AWS Command Line Interface
User Guide

Configuration and Credential Files

The CLI stores the credentials that you specify with aws configure in a local file named credentials in a folder named .aws in your home directory. The other configuration options that you specify with aws configure are stored in a local file named config, also stored in the .aws folder in your home directory.

Where you find your home directory location varies based on the operating system, but is referred to using the environment variables %UserProfile% in Windows and $HOME or ~ (tilde) in Unix-based systems.

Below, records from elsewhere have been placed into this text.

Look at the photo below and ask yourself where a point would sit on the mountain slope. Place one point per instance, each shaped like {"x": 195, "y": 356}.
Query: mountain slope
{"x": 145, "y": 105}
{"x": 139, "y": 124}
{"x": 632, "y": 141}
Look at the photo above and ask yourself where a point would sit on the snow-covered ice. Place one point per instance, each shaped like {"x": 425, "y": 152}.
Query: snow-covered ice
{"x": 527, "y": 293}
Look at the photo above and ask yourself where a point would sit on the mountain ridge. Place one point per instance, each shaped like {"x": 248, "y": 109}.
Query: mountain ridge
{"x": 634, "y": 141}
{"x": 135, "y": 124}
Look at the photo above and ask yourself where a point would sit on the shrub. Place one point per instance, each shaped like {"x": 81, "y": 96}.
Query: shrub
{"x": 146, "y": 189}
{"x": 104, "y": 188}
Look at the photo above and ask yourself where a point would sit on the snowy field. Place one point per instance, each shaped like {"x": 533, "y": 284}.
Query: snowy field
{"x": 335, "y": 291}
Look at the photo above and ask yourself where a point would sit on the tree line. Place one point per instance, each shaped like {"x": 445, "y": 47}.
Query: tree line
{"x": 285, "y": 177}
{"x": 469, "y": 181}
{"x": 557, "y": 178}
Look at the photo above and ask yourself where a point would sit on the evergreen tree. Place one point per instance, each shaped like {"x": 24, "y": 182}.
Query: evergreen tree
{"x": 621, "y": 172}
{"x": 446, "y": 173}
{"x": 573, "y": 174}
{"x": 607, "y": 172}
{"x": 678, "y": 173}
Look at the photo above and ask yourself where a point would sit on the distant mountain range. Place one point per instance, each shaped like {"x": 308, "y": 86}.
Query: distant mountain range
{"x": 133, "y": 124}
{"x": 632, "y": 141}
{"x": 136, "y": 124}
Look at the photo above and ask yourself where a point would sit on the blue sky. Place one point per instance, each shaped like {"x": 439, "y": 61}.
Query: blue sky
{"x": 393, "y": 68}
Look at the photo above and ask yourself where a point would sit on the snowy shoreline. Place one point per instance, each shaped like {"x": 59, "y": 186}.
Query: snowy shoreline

For example, the following commands list the contents of the .aws folder:

Linux, macOS, or Unix

$ ls ~/.aws


C:\> dir "%UserProfile%\.aws"

The AWS CLI uses two files to keep the sensitive credential information (in ~/.aws/credentials) separated from the less sensitive configuration options (in ~/.aws/config).

You can specify a non-default location for the config file by setting the AWS_CONFIG_FILE environment variable to another local path. See Environment Variables for details.

Storing Credentials in Config

The AWS CLI can also read credentials from the config file. If you want to keep all of your profile settings in a single file, you can. If there are ever credentials in both locations for a profile (say you used aws configure to update the profile's keys), the keys in the credentials file will take precedence.

If you use one of the SDKs in addition to the AWS CLI, you may notice additional warnings if credentials are not stored in their own file.

The files generated by the CLI for the profile configured in the previous section look like this:


[default] aws_access_key_id=AKIAIOSFODNN7EXAMPLE aws_secret_access_key=wJalrXUtnFEMI/K7MDENG/bPxRfiCYEXAMPLEKEY


[default] region=us-west-2 output=json


The preceding examples show the files with a single, default profile. For examples of the files with multiple named profiles, see Named Profiles.

The following settings are supported:

aws_access_key_id – The AWS access key.

aws_secret_access_key – The AWS secret key.

aws_session_token – The AWS session token. A session token is only required if you are using temporary security credentials.

region – The default AWS region to send requests to from this profile.

output – The default output format for this profile.